Given the utter financial chaos that Russia has created by using the oil prepayments deal with the KRG for Baghdad and the political schism it has created between Baghdad and Washington, al-Kadhimi’s only realistic route forward was either Russia or China. As Russia is already politically occupied in northern Iraq and China already has a 25-year multi-generational deal with Iraq’s sponsor – Iran – it is China that clearly feels best positioned to sequestrate southern Iraq. This is helped in China’s case by the fact that, unlike Russia, Beijing has a long history of getting around pesky U.S. sanctions on any country. The last time it dramatically went its own way was in 2012 when the U.S. tried to sanction the massive state-owned oil trading firm Zhuhai Zhenrong Corp, founded by the man who started oil trading between Beijing and Tehran in 1995 as a means by which Iran could pay for arms supplied by China to be used in the Iran-Iraq war. This prompted a flat refusal from the company to toe the U.S. line. IOC Sinopec (Asia’s biggest oil refiner) also took no notice of repeated warnings from the U.S., having little or no exposure to it. This is the key factor at play in China and not in Russia – the lack of exposure of its firms to the U.S. financial infrastructure (particularly to the U.S. dollar) – and the ease with which companies can set up new special purposes vehicles to handle ring-fenced areas of their businesses to operate normally, despite U.S. sanctions. Indeed, China made no secret that it was going to use its Bank of Kunlun as the main funding and clearing vehicle for its dealings with Iran, as the Bank of Kunlun had been used extensively before to settle tens of billions of dollars’ worth of oil imports during the U.N. sanctions against Tehran between 2012 and 2015.

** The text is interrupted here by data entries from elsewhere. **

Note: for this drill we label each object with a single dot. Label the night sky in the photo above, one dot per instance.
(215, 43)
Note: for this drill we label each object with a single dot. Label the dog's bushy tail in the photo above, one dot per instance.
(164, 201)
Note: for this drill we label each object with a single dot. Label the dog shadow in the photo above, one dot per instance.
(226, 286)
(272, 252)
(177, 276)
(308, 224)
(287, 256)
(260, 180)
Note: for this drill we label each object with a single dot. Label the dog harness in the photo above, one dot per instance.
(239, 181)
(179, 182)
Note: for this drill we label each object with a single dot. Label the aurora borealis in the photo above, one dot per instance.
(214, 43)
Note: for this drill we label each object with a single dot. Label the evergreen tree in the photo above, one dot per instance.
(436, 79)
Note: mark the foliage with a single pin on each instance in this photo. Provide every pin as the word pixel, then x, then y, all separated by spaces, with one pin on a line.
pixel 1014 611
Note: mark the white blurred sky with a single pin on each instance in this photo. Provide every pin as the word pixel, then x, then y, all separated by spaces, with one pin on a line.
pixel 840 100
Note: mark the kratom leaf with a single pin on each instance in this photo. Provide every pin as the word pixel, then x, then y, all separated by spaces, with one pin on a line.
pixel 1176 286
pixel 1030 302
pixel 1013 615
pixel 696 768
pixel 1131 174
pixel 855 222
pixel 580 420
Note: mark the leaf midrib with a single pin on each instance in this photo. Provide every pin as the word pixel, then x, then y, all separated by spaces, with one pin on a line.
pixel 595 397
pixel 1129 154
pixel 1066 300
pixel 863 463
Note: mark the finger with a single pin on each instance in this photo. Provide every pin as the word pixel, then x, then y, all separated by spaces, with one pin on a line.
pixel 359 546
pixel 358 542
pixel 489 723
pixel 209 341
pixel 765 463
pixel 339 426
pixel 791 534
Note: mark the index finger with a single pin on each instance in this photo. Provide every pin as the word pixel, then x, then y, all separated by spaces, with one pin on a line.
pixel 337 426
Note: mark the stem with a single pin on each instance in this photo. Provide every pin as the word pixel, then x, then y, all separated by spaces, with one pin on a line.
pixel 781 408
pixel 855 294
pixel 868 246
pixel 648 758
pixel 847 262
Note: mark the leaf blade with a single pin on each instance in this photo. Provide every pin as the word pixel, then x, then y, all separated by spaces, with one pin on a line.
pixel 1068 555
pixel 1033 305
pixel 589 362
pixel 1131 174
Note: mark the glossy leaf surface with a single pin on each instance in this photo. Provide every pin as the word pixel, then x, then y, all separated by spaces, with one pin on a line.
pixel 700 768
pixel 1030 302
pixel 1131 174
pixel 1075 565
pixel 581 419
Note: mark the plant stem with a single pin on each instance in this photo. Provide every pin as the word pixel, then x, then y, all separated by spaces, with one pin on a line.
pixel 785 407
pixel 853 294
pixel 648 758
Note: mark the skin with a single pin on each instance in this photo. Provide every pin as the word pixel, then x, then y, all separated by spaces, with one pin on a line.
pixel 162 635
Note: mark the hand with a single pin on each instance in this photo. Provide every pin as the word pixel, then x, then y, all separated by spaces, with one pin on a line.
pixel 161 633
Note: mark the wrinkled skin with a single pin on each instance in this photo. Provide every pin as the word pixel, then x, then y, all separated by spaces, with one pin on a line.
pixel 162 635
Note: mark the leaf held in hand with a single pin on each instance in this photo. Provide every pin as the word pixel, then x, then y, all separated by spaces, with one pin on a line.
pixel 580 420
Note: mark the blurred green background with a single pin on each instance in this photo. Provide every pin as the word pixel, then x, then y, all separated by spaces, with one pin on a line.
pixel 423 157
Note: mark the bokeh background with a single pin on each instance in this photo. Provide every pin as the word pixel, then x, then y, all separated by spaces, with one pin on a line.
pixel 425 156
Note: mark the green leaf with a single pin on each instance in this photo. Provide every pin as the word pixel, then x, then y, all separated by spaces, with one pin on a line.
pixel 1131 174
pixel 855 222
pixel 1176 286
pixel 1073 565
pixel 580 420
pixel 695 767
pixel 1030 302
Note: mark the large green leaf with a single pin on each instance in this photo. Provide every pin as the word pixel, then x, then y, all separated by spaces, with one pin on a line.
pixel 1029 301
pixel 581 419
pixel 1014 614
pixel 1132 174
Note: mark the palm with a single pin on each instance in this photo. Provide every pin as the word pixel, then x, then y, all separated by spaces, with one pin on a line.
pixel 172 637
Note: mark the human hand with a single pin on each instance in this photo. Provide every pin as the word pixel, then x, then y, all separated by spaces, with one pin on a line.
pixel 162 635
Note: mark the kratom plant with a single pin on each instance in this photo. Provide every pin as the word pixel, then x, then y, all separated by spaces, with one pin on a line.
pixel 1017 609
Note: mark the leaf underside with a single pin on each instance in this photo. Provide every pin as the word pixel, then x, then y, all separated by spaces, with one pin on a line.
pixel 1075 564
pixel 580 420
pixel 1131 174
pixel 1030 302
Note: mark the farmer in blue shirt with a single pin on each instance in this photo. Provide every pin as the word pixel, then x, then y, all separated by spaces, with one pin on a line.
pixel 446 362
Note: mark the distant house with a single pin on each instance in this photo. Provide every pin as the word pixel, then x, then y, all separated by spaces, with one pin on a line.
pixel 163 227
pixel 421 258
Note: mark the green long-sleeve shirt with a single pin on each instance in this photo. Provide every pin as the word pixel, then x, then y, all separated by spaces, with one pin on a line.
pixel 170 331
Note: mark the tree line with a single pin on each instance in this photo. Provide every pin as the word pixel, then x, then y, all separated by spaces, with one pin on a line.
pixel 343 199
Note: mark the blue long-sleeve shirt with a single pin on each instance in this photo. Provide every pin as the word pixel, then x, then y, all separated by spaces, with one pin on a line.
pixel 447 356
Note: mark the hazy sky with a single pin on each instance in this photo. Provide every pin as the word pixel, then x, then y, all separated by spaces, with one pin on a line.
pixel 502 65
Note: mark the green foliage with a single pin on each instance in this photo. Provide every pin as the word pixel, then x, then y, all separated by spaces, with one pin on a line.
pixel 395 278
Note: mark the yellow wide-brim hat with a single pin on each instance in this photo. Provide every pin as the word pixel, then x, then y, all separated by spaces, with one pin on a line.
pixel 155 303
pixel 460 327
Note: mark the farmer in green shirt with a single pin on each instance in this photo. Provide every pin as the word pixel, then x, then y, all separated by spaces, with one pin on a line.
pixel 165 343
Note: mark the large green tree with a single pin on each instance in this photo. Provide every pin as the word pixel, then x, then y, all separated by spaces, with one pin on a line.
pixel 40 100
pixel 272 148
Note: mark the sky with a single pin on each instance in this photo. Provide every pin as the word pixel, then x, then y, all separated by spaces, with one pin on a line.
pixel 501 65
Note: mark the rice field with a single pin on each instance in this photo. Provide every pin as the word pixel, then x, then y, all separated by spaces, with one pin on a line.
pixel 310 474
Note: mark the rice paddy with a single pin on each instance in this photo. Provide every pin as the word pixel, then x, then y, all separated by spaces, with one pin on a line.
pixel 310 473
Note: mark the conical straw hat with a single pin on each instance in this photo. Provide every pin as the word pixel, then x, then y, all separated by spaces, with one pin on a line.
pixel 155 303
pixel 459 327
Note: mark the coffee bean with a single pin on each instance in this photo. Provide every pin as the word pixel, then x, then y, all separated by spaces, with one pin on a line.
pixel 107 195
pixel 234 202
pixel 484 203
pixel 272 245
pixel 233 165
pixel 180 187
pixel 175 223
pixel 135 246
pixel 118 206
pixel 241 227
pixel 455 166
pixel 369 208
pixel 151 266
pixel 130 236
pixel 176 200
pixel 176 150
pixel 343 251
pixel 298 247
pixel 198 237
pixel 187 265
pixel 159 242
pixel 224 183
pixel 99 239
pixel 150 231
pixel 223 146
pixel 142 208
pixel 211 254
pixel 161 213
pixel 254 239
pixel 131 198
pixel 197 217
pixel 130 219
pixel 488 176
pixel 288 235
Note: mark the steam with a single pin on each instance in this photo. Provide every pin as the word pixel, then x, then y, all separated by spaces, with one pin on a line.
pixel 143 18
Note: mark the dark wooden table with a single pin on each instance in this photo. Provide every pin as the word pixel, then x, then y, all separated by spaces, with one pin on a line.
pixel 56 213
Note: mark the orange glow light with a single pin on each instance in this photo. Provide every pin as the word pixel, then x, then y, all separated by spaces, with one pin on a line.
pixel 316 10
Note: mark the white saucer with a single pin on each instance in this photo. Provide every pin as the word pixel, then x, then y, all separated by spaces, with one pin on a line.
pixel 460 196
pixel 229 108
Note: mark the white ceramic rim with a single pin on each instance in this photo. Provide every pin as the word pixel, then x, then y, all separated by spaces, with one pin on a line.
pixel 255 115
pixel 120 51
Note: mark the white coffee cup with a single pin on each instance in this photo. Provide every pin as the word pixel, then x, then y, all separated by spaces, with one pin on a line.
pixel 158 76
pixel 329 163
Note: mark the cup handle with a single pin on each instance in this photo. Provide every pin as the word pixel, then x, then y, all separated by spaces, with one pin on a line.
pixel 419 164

Although the deal just agreed between Baghdad and Zhenhua Oil – according to the original letter sent out by Iraq’s State Organization for Marketing of Oil (SOMO) – stated that the initial upfront payment will be for one year’s worth of oil, the prepayment period for 4 million barrels a month will be for five years in total. This will suit China well, not just in terms of securing energy supplies for that long but more importantly for securing even more political influence with Iran’s neighbour, a key stepping-stone in its multi-generational geopolitical game-changing ‘One Belt, One Road’ program. It will also test how resolutely Joe Biden will stick to his initial China plan.